In this fresh context the words “ordinary” and “extraordinary” are viewed as mere categories of human perception. We live in One, and only One, realm of Reality with many temporally viewed aspects. Among these many aspects, we can speak of this basic polarity: the impermanent and the permanent—the temporal and the Eternal. This polarity is not in Reality itself, but in our human consciousness of Reality. Temporal and Eternal are both aspects of our one experience of one invisible One-ness that our minds cannot comprehend.
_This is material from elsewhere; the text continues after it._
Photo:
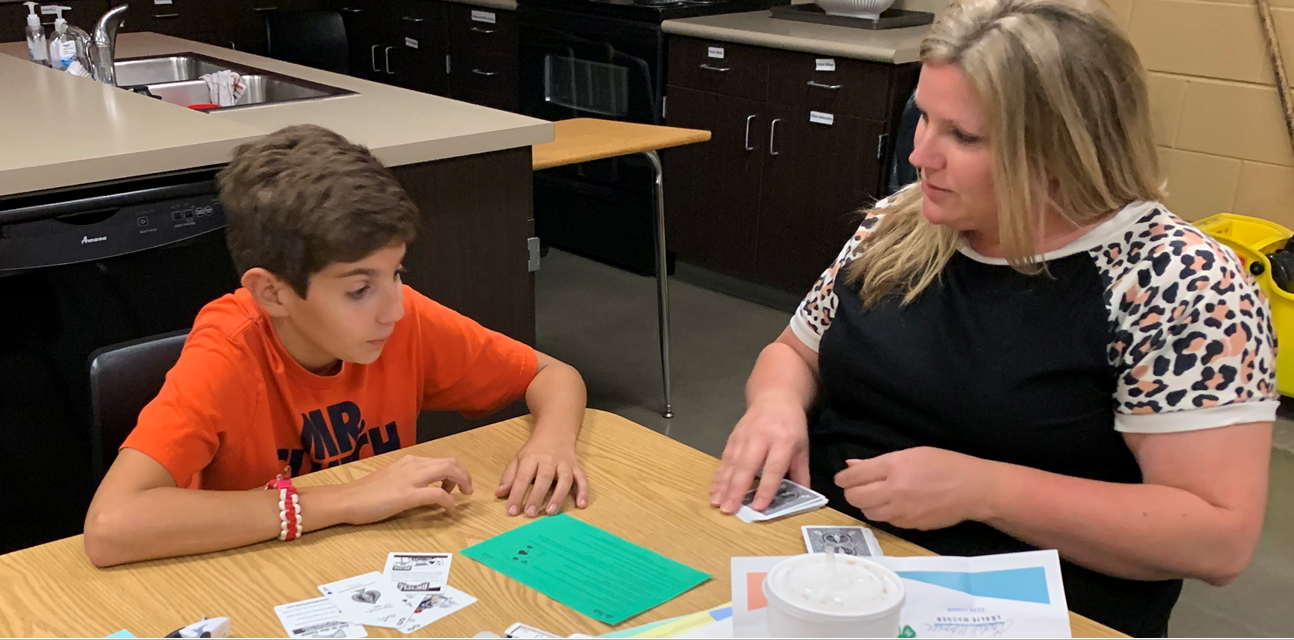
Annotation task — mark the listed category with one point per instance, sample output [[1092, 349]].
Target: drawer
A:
[[718, 67], [425, 21], [475, 29], [835, 85], [485, 79], [177, 17]]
And this One-ness is not seen by eye or mind. We do not “see” One-ness directly. One-ness is a devotional category that means that we are devoted to serve all aspects of our Real experience, rather than viewing the Real as part friendly and part enemy. From this One-ness point of view, the only enemy is our own and other humans’ estrangement from the One Reality within which our own persons and all other persons dwell.

This One-ness viewpoint within Christian faith is not a denial of the diversity of our experiences of the Eternal or of the temporal. Differentiation and multiplicity obviously characterize our temporal lives. Multiplicity also characterizes much of our God-talk. In the God-talk of the Bible, there are many angels or servants of the One that express and carry out the actions of the One. But this One-ness is maintained in spite of the many-ness that is understood to be aspects of the Eternal, sourced from this One-ness. In the opening verses of the Bible, the One God says to some angels, “Let there be light!” and this was done by the One’s many servant forces. Such poetry was intended to preserve the One-ness of Reality, not to fragment the One-ness of Reality that is fundamentally worshiped in the life of Christian faith.

How has it been hard or liberating for you to give up the old double-deck metaphor?

What has been your struggle with devotion to One Ultimate Reality?